I was not expecting anyone to change anything on my behalf. I am just not interested in creating and maintaining plugins. I just thought I’d share to the conversation. Sorry for any misunderstandings.

1 Like

@Ivan - there is nothing to apologise about. Making private changes is (obviously) OK and I had spotted that your use case was different too.

@Sophist

One warning from Codacy. I don’t know how to fix this.

Check warning on line 184 in plugins/non_ascii_equivalents_enhanced/non_ascii_equivalents_enhanced.py

@codacy-productioncodacy-production/ Codacy Static Code Analysis

plugins/non_ascii_equivalents_enhanced/non_ascii_equivalents_enhanced.py#L184

Redefining built-in 'ascii'

Link Github:

https://github.com/metabrainz/picard-plugins/pull/387

No. You’re wrong.

“My other characters” are just garbage in my MP3 tags.

@Peter69 Yet again you have:

  1. Decided to utterly ignore my advice; and
  2. Still want me to help you with your coding.

22 hours ago I recommended that you put this enhancement forward as an update to the existing plugin, but you decided that I didn’t know what I was talking about and went ahead and instead 11 hours ago submitted a PR to create an entirely new “Extended” plugin that is a fairly minor tweak to an existing plugin.

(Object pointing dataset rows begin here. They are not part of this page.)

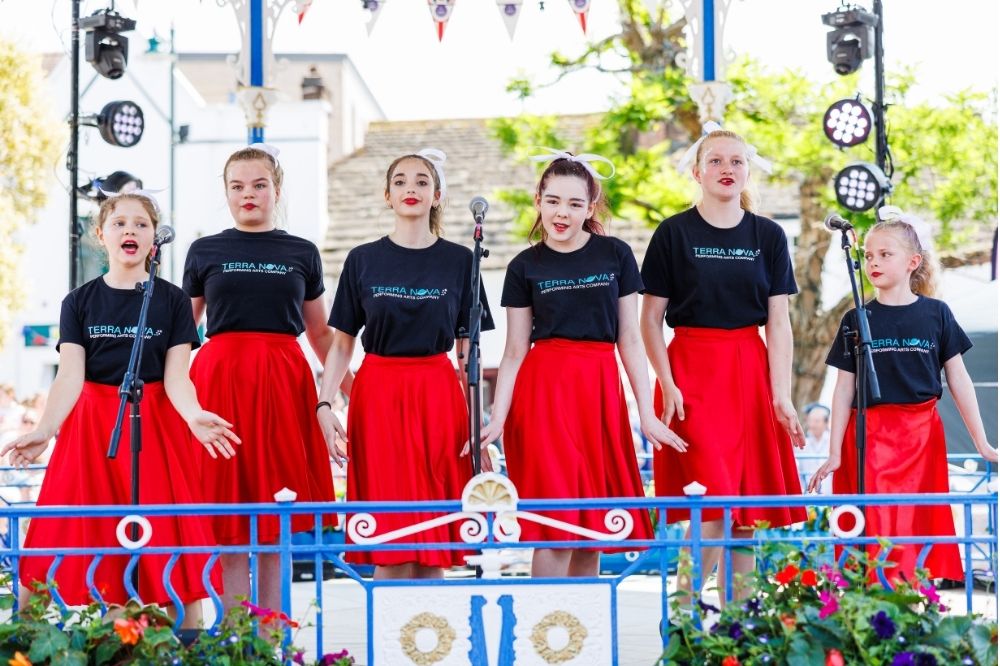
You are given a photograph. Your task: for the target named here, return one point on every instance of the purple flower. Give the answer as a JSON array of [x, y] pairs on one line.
[[883, 625], [904, 659]]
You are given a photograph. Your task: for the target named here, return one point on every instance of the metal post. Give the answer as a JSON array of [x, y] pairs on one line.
[[71, 154]]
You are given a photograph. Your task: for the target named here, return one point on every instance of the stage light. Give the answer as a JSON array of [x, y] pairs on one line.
[[117, 181], [104, 47], [847, 123], [852, 39], [120, 123], [860, 186]]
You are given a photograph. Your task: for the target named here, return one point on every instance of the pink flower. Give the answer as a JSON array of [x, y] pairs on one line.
[[830, 604]]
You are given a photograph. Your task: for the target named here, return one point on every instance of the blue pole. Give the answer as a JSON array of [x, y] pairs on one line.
[[708, 43], [256, 134]]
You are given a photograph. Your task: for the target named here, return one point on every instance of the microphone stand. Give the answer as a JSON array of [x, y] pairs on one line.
[[865, 376], [473, 367], [131, 391]]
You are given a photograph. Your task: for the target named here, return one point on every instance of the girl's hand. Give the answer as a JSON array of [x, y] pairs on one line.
[[987, 452], [673, 403], [214, 433], [660, 435], [831, 465], [490, 433], [25, 449], [785, 412], [334, 434]]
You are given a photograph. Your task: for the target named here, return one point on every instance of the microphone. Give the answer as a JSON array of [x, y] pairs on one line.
[[834, 222], [164, 235], [479, 206]]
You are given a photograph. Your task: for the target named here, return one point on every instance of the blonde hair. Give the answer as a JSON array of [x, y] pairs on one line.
[[108, 207], [923, 280], [748, 197], [436, 224]]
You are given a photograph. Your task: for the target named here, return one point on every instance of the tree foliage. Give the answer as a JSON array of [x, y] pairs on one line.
[[944, 154], [30, 143]]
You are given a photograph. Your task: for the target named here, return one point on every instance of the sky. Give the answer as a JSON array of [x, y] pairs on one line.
[[953, 45]]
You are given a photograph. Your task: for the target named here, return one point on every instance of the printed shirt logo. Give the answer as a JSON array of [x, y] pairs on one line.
[[265, 267], [902, 345], [729, 253], [586, 282], [111, 331], [408, 293]]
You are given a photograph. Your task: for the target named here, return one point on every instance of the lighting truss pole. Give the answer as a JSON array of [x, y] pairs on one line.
[[71, 154]]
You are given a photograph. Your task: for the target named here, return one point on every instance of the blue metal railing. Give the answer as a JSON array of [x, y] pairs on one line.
[[978, 546]]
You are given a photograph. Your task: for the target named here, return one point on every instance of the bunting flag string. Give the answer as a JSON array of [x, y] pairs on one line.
[[441, 13]]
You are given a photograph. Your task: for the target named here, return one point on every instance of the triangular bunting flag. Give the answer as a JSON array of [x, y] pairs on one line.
[[510, 11], [581, 7], [373, 7], [441, 12], [301, 7]]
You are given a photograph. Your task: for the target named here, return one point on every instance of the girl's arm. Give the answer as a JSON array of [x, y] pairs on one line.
[[630, 350], [964, 393], [778, 332], [210, 429], [320, 336], [515, 349], [337, 366], [63, 394], [840, 414], [651, 326]]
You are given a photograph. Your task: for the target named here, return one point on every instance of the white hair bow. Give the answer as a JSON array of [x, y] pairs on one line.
[[268, 148], [147, 194], [586, 160], [920, 227], [437, 158], [687, 160]]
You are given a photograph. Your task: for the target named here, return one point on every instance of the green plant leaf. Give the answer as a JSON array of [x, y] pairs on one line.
[[47, 643]]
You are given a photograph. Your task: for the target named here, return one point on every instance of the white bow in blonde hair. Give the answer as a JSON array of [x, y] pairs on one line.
[[585, 160], [691, 154]]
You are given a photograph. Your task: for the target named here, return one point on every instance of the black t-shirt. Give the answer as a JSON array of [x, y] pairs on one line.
[[411, 302], [573, 295], [717, 278], [910, 345], [102, 320], [254, 281]]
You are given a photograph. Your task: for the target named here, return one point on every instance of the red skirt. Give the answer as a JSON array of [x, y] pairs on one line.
[[568, 436], [165, 464], [406, 426], [737, 447], [905, 453], [263, 385]]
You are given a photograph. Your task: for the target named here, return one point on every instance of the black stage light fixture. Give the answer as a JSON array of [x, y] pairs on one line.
[[120, 123], [117, 181], [860, 186], [852, 39], [847, 123], [104, 46]]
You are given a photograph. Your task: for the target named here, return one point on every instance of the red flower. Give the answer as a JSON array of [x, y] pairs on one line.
[[787, 575], [834, 658]]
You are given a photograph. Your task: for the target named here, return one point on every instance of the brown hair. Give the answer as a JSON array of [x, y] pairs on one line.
[[748, 198], [923, 280], [437, 228], [564, 167], [249, 154], [108, 207]]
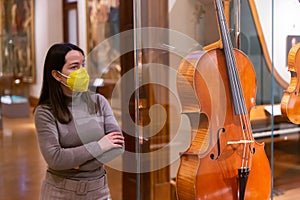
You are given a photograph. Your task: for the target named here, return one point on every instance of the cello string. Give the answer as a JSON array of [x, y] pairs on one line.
[[238, 98]]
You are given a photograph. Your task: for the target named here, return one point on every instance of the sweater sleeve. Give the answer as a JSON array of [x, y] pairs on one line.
[[59, 158]]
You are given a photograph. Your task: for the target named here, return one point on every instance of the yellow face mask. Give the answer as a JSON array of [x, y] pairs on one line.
[[78, 80]]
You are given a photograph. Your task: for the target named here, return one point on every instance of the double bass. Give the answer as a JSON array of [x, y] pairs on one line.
[[223, 160], [290, 102]]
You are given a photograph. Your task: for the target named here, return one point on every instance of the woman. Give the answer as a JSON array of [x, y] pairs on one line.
[[76, 129]]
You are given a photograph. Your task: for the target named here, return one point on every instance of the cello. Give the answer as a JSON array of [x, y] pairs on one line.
[[290, 102], [223, 160]]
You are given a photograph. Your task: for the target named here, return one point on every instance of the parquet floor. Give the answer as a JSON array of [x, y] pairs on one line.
[[22, 168]]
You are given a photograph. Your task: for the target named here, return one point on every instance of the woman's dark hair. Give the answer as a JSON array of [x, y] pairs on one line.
[[52, 94]]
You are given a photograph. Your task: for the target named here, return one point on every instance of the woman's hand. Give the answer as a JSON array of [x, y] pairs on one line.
[[111, 140]]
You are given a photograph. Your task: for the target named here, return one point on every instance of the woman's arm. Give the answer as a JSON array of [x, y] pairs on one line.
[[59, 158]]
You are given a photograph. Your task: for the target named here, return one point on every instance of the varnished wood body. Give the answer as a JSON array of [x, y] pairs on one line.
[[199, 176], [290, 102]]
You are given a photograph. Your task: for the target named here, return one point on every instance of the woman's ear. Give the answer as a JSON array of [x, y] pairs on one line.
[[56, 75]]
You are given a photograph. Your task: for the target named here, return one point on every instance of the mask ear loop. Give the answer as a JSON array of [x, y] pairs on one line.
[[65, 77]]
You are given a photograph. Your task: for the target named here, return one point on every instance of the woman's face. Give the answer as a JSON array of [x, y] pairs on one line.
[[74, 61]]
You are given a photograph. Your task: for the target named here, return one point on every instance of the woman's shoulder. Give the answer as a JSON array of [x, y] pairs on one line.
[[42, 110], [99, 98]]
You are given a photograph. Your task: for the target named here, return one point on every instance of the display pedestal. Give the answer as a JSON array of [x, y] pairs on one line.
[[15, 106]]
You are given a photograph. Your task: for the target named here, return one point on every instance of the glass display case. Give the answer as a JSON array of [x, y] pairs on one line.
[[174, 97]]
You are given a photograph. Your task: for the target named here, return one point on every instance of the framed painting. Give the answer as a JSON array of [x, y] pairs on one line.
[[102, 23], [284, 32], [17, 52]]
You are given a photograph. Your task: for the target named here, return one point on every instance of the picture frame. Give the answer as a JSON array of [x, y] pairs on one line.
[[17, 45], [102, 21]]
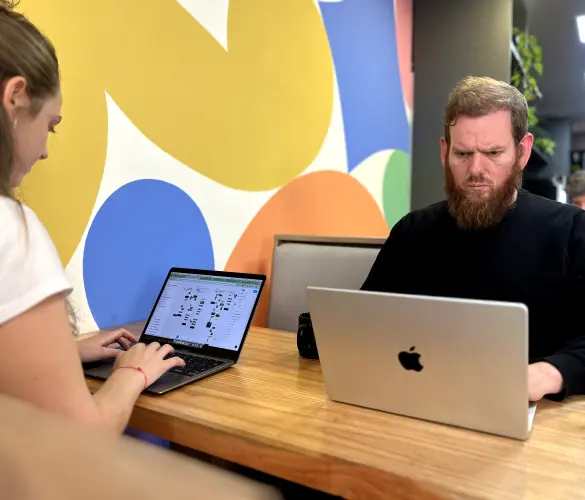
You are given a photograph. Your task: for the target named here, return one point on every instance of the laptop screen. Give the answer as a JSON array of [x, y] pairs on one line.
[[201, 310]]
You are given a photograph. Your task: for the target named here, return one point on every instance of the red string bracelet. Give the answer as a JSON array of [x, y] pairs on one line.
[[138, 369]]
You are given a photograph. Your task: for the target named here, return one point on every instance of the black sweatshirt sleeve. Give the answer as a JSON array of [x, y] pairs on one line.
[[385, 273], [570, 360]]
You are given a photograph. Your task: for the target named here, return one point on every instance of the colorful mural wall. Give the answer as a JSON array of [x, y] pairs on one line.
[[195, 130]]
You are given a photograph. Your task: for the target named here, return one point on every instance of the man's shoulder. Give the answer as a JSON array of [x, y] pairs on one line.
[[545, 207]]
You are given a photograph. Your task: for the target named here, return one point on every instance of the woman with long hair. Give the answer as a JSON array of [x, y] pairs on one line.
[[40, 360]]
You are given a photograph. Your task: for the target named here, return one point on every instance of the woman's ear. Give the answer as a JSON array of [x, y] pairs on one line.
[[15, 96]]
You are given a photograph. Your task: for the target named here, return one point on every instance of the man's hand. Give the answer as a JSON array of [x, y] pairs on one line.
[[102, 345], [543, 379]]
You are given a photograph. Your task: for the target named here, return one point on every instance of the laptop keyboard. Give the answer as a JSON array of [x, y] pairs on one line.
[[194, 364]]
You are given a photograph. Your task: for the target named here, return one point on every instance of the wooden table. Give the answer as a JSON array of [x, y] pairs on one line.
[[270, 413]]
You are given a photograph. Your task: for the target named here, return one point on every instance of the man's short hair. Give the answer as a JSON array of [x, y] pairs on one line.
[[576, 184], [478, 96]]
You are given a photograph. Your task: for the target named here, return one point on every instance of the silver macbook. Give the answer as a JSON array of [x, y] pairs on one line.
[[205, 315], [454, 361]]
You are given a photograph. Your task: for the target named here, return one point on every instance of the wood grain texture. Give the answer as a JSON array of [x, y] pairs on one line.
[[270, 413]]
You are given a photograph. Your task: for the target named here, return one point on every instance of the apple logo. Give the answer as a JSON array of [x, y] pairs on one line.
[[410, 360]]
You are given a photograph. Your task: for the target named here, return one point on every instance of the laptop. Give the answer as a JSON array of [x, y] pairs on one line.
[[205, 316], [453, 361]]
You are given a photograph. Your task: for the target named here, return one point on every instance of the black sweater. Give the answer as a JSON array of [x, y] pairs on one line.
[[535, 256]]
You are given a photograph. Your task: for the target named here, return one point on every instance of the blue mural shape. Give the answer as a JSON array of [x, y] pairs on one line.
[[140, 232], [362, 36]]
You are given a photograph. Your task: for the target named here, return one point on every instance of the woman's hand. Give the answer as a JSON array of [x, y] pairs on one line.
[[101, 346], [150, 359]]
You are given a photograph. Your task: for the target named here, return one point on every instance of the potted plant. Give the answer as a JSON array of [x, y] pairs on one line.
[[524, 78]]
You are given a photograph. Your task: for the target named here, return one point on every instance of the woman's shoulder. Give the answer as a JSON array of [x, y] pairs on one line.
[[17, 219]]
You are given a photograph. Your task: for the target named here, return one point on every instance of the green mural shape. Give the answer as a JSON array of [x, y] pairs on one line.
[[396, 187]]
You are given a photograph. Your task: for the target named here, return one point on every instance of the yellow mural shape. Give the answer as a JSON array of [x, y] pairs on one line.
[[251, 118]]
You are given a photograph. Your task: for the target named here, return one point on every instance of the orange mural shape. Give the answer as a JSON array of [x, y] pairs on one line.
[[321, 203]]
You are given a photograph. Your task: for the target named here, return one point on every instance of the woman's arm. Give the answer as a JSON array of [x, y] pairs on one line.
[[39, 363]]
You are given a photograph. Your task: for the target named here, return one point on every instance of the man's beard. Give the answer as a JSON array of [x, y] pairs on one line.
[[473, 212]]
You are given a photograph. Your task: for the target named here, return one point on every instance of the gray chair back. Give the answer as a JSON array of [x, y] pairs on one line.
[[302, 261]]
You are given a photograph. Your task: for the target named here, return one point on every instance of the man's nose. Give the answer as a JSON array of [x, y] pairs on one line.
[[476, 164]]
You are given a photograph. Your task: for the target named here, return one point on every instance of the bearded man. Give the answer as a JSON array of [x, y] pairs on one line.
[[492, 240]]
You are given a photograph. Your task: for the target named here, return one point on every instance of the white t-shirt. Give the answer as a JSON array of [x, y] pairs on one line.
[[30, 268]]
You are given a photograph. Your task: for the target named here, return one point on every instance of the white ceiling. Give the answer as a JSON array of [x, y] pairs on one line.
[[563, 80]]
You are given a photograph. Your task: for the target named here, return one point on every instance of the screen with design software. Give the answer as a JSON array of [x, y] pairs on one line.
[[200, 310]]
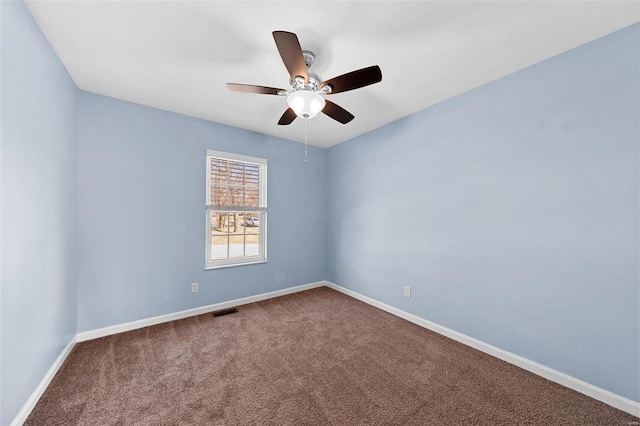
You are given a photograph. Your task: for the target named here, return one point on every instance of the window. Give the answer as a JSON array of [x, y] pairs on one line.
[[236, 210]]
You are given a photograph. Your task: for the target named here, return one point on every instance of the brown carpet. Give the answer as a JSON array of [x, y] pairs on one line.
[[311, 358]]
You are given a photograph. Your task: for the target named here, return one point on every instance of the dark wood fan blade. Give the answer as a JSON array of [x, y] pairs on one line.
[[250, 88], [354, 79], [337, 112], [287, 118], [291, 54]]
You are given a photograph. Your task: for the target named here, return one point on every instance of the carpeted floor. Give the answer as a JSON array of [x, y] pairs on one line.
[[311, 358]]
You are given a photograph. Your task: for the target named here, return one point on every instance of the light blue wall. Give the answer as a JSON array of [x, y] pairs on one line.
[[39, 208], [142, 218], [511, 211]]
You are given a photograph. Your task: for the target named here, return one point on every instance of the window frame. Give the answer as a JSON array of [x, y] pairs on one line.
[[261, 210]]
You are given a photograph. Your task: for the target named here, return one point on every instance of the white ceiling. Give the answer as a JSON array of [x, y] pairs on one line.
[[179, 55]]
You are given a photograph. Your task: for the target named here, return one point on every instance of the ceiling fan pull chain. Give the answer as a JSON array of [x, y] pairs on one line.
[[305, 140]]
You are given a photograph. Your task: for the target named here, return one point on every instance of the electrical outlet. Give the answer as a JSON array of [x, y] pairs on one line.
[[407, 291]]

This is like me saying I want to tweak something in Picard, and I do so by publishing Picard Enhanced which does exactly what Picard does but with my additional tweak.

This is a route to madness - an exponentially expanding ecosystem of almost identical functionality, but each slightly different from the other. If I wanted to enhance this plugin further, am I supposed to publish a “Non-ASCII Equivalents Enhanced Extended” version - and what happens when (sooner) we run out of synonyms for “Enhanced” OR (later) it literally takes more characters for the name than there are atoms in the Universe?

But then, despite ignoring my advice, and despite the abuse I received from you last time I tried to help you, and despite me making it clear that I am not willing to help you any further as a consequence of this, you have the darned cheek to ask me for my help to fix a Codacy issue.

I am always willing to help budding plugin authors except when they act immaturely, ungratefully, unintelligently, disrespectfully, abusively, and unapologetically so.

@Sophist

OK. So remove PR Enhanced and overwrite the existing plugin?

What if you don’t like my version of the code?

Do you know this website? https://symbl.cc/en/2018/

If the Picard repo maintainers (and I am not one of them) don’t like your version of the code, the PR will not be merged regardless of whether it is a new plugin or an enhancement of an existing one.

Unnecessarily duplicating an existing plugin just to make a slight enhancement will just be an extra reason to reject a PR.